Solusi Dilema Profesi Petani Milenial
ILUSTRASI Solusi Dilema Profesi Petani Milenial.-Maulana Pamuji Gusti-Harian Disway-
Bukan hanya anak-anak buruh tani di desa, anak-anak petani di perkotaan sepertinya juga perlu mengikuti Program Petani Milenial. Sebab, mereka juga mengalami dilema terkait profesi petani. Meskipun, inti persoalannya berbeda.
DILEMA ANAK PETANI DI PERKOTAAN
Berbeda dengan anak buruh tani di perdesaan, anak-anak petani di perkotaan justru tidak ingin menjadi petani. Meskipun, mereka punya lahan yang cukup luas.
Penyebabnya, anak-anak petani itu merasa bahwa profesi petani tidak menjanjikan masa depan cerah. Mereka menganggap menjadi petani itu tidak membanggakan, tidak keren, dan tidak memberikan dampak signifikan bagi kehidupan mereka dan sesama. Fenomena itu banyak kita jumpai di kota. Batu dan Malang, contohnya.
Akibatnya, tidak sedikit anak petani itu yang menjual lahan apel atau lahan sayur-mayur yang diwariskan orang tuanya. Sementara itu, mereka lebih memilih berprofesi lainnya, selain profesi petani. Misalnya, sebagai karyawan pabrik dan karyawan toko serbaada (toserba).
Jika tidak dijual, lahan pertanian itu dialihfungsikan oleh mereka. Tidak lagi menjadi lahan pertanian, tetapi menjadi vila atau kos-kosan. Itu masih jauh lebih baik. Meskipun, alih fungsi lahan bisa mengganggu keberlanjutan pertanian di wilayah itu.
Akibatnya, produksi pangan terganggu dan swasembada pangan kian sulit diwujudkan. Lalu, apa solusinya?
Solusinya ialah mengubah persepsi milenial –anak-anak petani di perkotaan– terhadap profesi petani. Petani itu memiliki masa depan terjamin dan cerah. Petani itu keren dan familier dengan teknologi terkini. Meminjam istilah mantan Presiden Habibie, petani itu modern dan menguasai ”high tech”.
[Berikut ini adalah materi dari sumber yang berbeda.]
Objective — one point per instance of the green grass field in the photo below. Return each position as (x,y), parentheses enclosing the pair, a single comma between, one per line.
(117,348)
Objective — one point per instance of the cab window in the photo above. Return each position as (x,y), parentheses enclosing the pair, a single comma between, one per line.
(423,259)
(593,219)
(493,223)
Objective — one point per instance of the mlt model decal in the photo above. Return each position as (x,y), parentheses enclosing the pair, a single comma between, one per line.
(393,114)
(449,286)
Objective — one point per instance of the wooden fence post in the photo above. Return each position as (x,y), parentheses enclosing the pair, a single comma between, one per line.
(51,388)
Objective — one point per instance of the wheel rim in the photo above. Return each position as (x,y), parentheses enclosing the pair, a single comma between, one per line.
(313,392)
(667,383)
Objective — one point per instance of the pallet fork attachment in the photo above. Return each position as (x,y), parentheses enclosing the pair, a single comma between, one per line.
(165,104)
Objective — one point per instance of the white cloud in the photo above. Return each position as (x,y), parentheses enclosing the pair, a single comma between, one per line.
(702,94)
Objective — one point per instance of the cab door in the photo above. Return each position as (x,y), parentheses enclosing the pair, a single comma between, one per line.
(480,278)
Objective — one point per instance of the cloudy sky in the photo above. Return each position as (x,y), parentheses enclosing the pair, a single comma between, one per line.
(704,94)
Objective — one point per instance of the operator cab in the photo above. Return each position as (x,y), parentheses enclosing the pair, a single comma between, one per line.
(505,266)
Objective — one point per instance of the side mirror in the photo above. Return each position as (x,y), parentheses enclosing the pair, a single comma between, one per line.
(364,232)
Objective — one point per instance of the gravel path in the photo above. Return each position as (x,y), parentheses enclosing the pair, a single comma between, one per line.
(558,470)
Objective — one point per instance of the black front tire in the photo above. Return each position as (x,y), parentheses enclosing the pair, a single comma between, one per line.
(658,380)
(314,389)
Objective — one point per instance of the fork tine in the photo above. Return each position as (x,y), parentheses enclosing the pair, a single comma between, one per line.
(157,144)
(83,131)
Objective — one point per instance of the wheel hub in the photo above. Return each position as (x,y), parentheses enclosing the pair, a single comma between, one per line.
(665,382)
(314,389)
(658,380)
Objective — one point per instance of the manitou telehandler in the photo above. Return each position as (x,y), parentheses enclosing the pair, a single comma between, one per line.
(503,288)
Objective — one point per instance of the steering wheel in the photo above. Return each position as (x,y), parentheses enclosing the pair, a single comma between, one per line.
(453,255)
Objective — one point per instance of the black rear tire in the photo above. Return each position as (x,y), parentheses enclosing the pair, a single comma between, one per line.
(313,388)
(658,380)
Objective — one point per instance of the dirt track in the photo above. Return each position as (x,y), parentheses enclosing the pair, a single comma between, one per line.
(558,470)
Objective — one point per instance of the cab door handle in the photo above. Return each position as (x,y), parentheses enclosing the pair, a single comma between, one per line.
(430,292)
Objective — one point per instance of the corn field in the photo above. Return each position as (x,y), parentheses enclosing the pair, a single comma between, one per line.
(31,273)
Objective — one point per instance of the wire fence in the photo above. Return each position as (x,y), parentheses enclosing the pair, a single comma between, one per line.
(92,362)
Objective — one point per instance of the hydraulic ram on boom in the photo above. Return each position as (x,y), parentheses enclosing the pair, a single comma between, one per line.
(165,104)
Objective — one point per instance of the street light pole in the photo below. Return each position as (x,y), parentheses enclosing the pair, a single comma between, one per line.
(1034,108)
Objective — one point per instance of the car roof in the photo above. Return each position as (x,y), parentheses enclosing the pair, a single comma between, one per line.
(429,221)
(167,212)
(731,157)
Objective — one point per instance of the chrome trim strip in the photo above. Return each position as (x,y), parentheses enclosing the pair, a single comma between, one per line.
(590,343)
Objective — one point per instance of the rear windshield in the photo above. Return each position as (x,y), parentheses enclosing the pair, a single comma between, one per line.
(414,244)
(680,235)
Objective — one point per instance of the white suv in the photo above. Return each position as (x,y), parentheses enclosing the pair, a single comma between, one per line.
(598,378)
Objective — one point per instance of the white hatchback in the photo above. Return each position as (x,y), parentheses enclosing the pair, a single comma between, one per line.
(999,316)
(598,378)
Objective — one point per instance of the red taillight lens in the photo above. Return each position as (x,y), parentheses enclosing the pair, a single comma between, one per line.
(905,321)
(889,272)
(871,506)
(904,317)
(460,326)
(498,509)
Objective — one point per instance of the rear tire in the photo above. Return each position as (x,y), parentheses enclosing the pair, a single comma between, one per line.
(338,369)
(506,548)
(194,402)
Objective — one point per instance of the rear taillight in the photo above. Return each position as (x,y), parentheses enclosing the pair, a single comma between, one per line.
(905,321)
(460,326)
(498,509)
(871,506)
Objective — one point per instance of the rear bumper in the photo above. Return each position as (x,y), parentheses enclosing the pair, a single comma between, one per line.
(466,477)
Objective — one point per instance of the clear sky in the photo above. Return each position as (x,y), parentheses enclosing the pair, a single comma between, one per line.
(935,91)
Selain itu, perlu dibentuk persepsi bahwa menjadi petani itu memberikan dampak yang signifikan terhadap masyarakat, bangsa, dan negara, bahkan dunia. Salah satu caranya, mengikutsertakan anak-anak petani di perkotaan dalam Program Petani Milenial oleh Kementan.
SOLUSI: PROGRAM PETANI MILENIAL
Di era pemerintahan Presiden Prabowo Subianto, Program Petani Milenial makin mendapatkan perhatian. Pemerintah ingin kita bisa swasembada pangan, bahkan lebih cepat. Salah satu caranya ialah memperbanyak jumlah petani milenial.
Program itu cukup berhasil. Terbukti, jumlah petani milenial kita menurut Sensus Pertanian oleh Badan Pusat Statistik (BPS) mencapai 6,18 juta orang. Jumlah itu merupakan 21,93 persen dari jumlah total petani kita. Namun, jumlah tersebut bisa kita tingkatkan dengan memberikan jaminan bahwa masa depan petani milenial akan lebih cerah dan terjamin.
Kementan telah memberikan gambaran, mereka yang mengikuti Program Petani Milenial berpotensi memperoleh pendapatan sampai Rp 10 juta per bulan. Jumlah itu cukup besar dan menarik bagi kalangan milenial, khususnya bagi anak-anak buruh tani di perdesaan.
Mereka akan diberi lahan untuk bertani, mengembangkan diri untuk menjadi petani modern, dengan diikutkan pelatihan yang relevan dan komprehensif.
Petani milenial juga mendapatkan sertifikasi, akses terhadap teknologi terkini, dan pendampingan dari ahlinya. Di samping itu, mereka akan mendapatkan permodalan untuk memulai usaha pertaniannya.